1) The music of Jimmy Eat World / I rarely go long stretches without listening to the pride of Mesa, Arizona (the city in which I finished high school). But I enjoyed a special engagement with the band this week. Last year, the band live-streamed performances of three albums from its catalog: “Clarity,” “Futures” and “Surviving.” With the audio from those moments now available for streaming as well, I steeped in those sessions. There’s something magical about hearing a great band remain at the top of its powers so long—and about hearing some of its finest material with an additional flourish, or a little extra measure of soul.
2) The music of INXS / While we’re on the topic of revisiting a band, I combed back through footage of this Australian outfit’s 1991 performance at London’s Wembley Stadium. For some reason, I needed a reminder that the late Michael Hutchence was indeed one of the most magnetic frontman we’ve ever known. Not a deity but not quite human, Hutchence is rock and roll embodied in that moment.
3) Yusef Komunyakaa, “Everyday Mojo Songs of Earth” / My first introduction to this Pulitzer-winning poet was an immersion—long, leisurely swims through his new and selected work. I was amazed by the earthiness, the elemental detail, in Komunyakaa’s work as well as its musicality. How can you not respond to a poem like “A Night in Tunisia,” which opens like this:
How long have I listened
to this blues & how long
has Dizzy Gillespie been dead?
I remember an old longing,
a young man reaching
for luck, a finger poised
between pages of Baldwin’s
Notes of a Native Son, a clock
stopped for a hard, crystal-
clear moment.
4) Kate Baer, “I Hope This Finds You Well” / A remarkable sense of liberation lives on the pages of this collection, which makes poetry from the words of online missives—some encouraging, most dripping with some brand of ignorance or misogyny. The erasure techniques Baer uses are impressive enough, but her ability to subvert and reform this language will no doubt spur readers to take back the power of words for themselves.

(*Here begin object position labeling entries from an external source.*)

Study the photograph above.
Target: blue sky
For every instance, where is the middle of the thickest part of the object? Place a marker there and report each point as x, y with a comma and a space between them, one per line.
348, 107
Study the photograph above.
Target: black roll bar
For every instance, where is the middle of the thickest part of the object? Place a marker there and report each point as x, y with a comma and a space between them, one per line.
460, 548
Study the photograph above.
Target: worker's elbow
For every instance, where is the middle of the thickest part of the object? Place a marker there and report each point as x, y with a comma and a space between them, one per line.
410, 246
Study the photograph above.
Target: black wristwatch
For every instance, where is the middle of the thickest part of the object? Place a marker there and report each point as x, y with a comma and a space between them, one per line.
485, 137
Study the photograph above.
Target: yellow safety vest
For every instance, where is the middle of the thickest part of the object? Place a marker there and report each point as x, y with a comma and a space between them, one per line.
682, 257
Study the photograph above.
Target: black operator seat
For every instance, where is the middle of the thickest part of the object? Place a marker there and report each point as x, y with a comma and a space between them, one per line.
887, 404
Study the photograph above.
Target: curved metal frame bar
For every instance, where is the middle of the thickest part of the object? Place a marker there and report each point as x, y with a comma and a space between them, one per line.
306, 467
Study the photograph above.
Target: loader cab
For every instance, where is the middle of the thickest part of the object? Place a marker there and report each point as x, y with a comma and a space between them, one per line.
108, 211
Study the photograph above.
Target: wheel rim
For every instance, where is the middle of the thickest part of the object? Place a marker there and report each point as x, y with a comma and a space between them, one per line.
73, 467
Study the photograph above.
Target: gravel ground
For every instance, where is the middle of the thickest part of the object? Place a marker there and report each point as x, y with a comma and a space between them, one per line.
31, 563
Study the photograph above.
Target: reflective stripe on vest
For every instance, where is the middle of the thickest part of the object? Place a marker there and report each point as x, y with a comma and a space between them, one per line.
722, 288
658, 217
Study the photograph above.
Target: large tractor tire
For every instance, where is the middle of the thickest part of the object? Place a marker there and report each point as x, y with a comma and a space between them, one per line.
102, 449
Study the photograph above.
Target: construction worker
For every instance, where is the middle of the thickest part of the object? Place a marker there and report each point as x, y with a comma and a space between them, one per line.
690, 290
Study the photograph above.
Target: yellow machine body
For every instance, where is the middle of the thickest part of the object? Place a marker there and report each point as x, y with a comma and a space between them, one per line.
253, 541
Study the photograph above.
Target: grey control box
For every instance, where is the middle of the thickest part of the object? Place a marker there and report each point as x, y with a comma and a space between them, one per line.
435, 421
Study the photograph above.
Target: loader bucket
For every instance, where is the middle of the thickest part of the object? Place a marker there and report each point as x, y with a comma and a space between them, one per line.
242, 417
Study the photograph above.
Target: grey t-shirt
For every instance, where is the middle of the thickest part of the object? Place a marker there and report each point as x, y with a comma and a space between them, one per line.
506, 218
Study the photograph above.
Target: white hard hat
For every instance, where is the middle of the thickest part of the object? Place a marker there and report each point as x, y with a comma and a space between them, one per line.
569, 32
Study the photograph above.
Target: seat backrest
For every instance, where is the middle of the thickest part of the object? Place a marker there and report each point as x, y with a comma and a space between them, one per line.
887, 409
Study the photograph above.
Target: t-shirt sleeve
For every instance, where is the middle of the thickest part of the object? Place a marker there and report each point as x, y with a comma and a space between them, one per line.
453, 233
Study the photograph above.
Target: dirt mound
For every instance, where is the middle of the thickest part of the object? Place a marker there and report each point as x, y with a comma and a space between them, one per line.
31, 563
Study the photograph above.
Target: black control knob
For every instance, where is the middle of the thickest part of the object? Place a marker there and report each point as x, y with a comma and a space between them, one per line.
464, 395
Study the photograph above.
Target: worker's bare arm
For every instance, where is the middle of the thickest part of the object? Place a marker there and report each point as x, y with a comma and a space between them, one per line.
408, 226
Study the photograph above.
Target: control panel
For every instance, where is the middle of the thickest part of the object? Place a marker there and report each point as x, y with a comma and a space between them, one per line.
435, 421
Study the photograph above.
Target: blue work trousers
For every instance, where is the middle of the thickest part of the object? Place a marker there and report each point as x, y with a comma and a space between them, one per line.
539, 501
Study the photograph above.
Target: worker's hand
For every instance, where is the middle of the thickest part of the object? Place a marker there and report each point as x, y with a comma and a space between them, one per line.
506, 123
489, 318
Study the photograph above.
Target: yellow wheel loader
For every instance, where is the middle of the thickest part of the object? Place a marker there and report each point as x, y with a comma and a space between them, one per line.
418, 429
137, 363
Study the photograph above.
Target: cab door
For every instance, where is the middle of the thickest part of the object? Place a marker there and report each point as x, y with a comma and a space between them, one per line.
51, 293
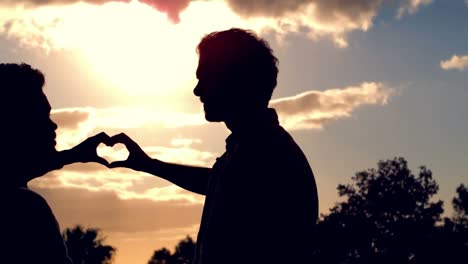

5) David Peisner, “Michael Stipe is Present” for Bitter Southerner / The longtime R.E.M. frontman is now and forever my first answer to the hypothetical “What celebrity would you want to have dinner with?” Peisner’s profile only confirms that choice, looking at Stipe as he begins a new artistic phase and seeks clarity through the fog of our information-rich, wisdom-deficient age.